Hedging Strategy of Turkey in Great Power Competition


  • Date: October 10th, Tuesday, 2023, 12:00 – 13:00 [in English]
  • Location: SNUAC Asia Square (3rd Floor), SNUAC (Bldg. 101)

Speaker: Mehtap Kara (SNUAC)

The ongoing power shift and challenges to the rules-based international order highlight the importance of the secondary states in various regions and their alignment strategies. Since Russia’s invasion of Ukraine in February 2022, the United States (US) and its allies have failed to recruit more states from the developing world to join the Western coalition against Russia and China to defend the liberal international order. Turkey as a swing state is an example of this trend despite being a NATO ally.
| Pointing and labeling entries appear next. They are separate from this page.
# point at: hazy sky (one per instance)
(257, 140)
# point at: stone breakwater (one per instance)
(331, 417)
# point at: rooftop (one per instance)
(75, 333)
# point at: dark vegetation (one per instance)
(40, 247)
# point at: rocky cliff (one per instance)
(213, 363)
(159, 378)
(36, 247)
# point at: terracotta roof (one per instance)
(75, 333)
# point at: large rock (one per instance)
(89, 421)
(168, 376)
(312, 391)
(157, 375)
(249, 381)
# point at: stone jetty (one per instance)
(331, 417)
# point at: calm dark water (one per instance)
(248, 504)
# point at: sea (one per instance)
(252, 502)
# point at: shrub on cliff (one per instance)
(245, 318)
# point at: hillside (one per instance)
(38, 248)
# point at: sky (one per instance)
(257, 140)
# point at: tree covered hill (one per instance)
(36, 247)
It occupies a strategic geography in the changing power structure, and it is an important country for European security.

This presentation will explain how Turkey has adopted strategic hedging to avoid taking sides in the US-Russia rivalry by engaging both sides to increase the range of strategic options available to it. The ‘return-maximizing’ and ‘risk-contingency’ measures of hedging allow Turkey to cope with competing great powers and the systemic uncertainties in world politics simultaneously. The country’s hedging against an uncertain future helps Turkey to extract commercial concessions, elevate the country’s status, preserve strategic autonomy, and provide regime survival for President Erdoğan in 2023 elections despite severe economic problems and domestic polarization in the country. The presentation will introduce Turkish elites’ attempt of (re)positioning the country between US and Russia and possible implications of Turkey’s contradictory and ambiguous hedging behaviours in shaping the emerging regional order as well as the behaviours of the competing great powers.